Au terme d’un suspense insoutenable, Max Verstappen a donc pu laisser exploser sa joie et n’a pu retenir quelques larmes en tombant dans les bras des membres de son team, mais surtout son papa Jos.

"C’est incroyable, je n’en reviens pas, je ne sais pas quoi dire,"s’exclamait à sa descente de monoplace le nouveau champion du monde. "Je me suis battu durant tout cette course difficile. J’ai des crampes, je n’en peux plus."

Son départ depuis la pole n’a pas été bon. "Non, c’est vrai ce ne fut pas mon meilleur. Lewis m’a doublé et j’ai tenté de le repasser dès le premier gros freinage au bout de la longue ligne droite. Je pensais avoir réussi ma manœuvre en restant sur la piste, mais Lewis a coupé et s’est retrouvé devant avec une bonne avance, directement hors de portée de mon DRS. Je n’en revenais pas. Je m’attendais à une pénalité, mais rien."

Le Belgo-Néerlandais fulminait sous son casque: "Bien sûr, il n’y a encore pas de sanction. Mais qu’est-ce qu’on fait ici?"

Mais à force de répéter que la FIA est toujours contre lui, que la direction de course n’est pas impartiale, Michael Masi allait prendre une décision très discutable en fin de GP avec la voiture de sécurité lui offrant l’opportunité d’aller rechercher Lewis et le titre. "Pour une fois, j’ai eu de la chance avec l’accident de Latifi et la voiture de sécurité. Je suis rentré pour chausser les gommes tendres ce qui m’a permis de doubler Lewis dans le virage 5 dans le tout dernier tour. J’avais peur qu’il me redouble à l’aspiration dans les deux lignes droites suivantes, mais j’ai pu lui résister. Je remercie mon team Red Bull qui a fait un boulot fantastique. Je veux rester avec eux toute ma vie. Merci aussi à Sergio Pérez qui m’a bien aidé aujourd’hui. En ce moment, mes premières pensées vont à mes parents. À tous les sacrifices qu’ils ont consentis pour que je puisse un jour en arriver là. Depuis que je suis gamin, je voulais devenir champion du monde de F1. C’est maintenant chose faite. Je suis très ému et très fier."

Quant à la réclamation introduite par Mercedes? "Elle résume la saison face à eux..."

Lisez, ce sont de mauvais perdants...

Horner: “J’ai hurlé pour qu’ils relancent la course”

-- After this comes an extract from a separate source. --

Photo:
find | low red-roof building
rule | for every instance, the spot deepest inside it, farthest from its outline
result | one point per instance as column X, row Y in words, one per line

Jamais on n’avait vu Christian Horner aussi ému. De mémoire de journaliste F1, le team principal de Red Bull n’a jamais affiché une telle émotion, même lors des premiers titres de 2010 avec Sebastian Vettel. C’est toute la tension qui est redescendue d’un coup pour cet ancien pilote de F3000, bombardé tout jeune directeur de l’écurie il y a 16 ans. “Nous avons hurlé à la fin de les laisser courir !”, commente le Britannique. “Je suis si fier de Max et de l’équipe pour ce que nous avons vécu cette année. Max n'abandonne jamais. Le voir conclure en étant champion du monde est un sentiment incroyable. Les 10 derniers tours, je pensais à ce que j’allais dire à Max et aux gars pour les consoler, puis ce fut un coup de chance avec la voiture de sécurité. A la fin, la voiture de sécurité, nous avions besoin de quelque chose des dieux de la course et nous l’avons eu aujourd’hui”. On tâchera de bien fêter ça à Milton Keynes.